HIPAA violations may be discovered in three ways:

• OCR investigations into a data breach
• OCR investigations into complaints about covered entities or business associates
• HIPAA compliance audits

Take a look at these examples of penalties due to HIPAA violations to understand why compliance is important:

• Premera Blue Cross, the largest health plan in the Pacific Northwest, was fined $6.85 million for a 2014 data breach that compromised the ePHI of 10.4 million people. The OCR discovered a failure to conduct risk analysis and risk management. 
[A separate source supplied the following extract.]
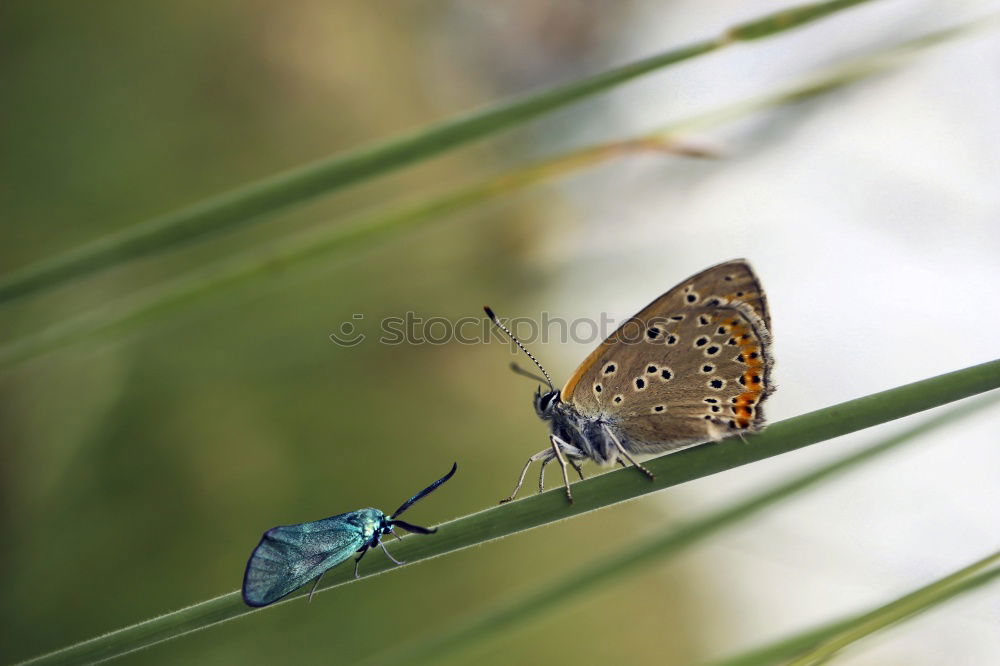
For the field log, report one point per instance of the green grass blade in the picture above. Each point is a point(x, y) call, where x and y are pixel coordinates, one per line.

• University of California Los Angeles Health System, a healthcare provider, was fined $865,000 for failing to restrict access to medical records. Dr. Huping Zhou, an employee, accessed the records of celebrities and other patients without authorization and was the first physician to be jailed for a HIPAA violation. 

• Banner Health, one of the largest healthcare systems in the United States, was fined $200,000 for long delays in responding to patients’ requests for access to their medical records. 

Conclusion

HIPAA was developed to ensure the privacy of patient PHI and its safeguards are intended to help healthcare organizations take necessary measures to secure patient data. HIPAA compliance may seem like a daunting task but adopting a step-by-step approach with a compliance checklist will help you achieve it quickly. 

You can become HIPAA-compliant quickly and effortlessly with Sprinto’s assistance in crafting HIPAA policies, establishing controls, and collecting evidence. 

Book a Sprinto demo today! 

FAQ: HIPAA Compliance

What is HIPAA compliance in healthcare?

HIPAA compliance in healthcare involves fulfilling the requirements of HIPAA, its later amendments, and related laws like HITECH. Companies dealing with protected health information (PHI) should implement physical, process, and network security measures to be HIPAA-compliant. 

Who needs to be HIPAA compliant?

Covered entities (individuals with access to PHI like doctors, nurses, and insurance companies) and business associates (individuals that support covered entities in a non-healthcare capacity and have access to PHI such as IT personnel, administrators, lawyers, and accountants) need to be HIPAA-compliant. Other entities like subcontractors or related business associates should also comply with HIPAA law. 

What are the HIPAA requirements?

HIPAA compliance requirements are intentionally vague because the HIPAA Rules apply equally to all covered entities and business associates that access, process, create, or store PHI. All HIPAA-beholden entities must have technical, administrative, and physical safeguards to protect the integrity of PHI as per the Privacy Rule and Security Rule. 

In case of a breach of PHI, the HIPAA Breach Notification Rule should be followed. 

What are HIPAA violations?

HIPAA violations are breaches in a company’s compliance program that compromise the integrity of PHI or ePHI. Data breaches are HIPAA violations if they occur as a result of a direct violation of the company’s HIPAA policy or an ineffective or outdated compliance program.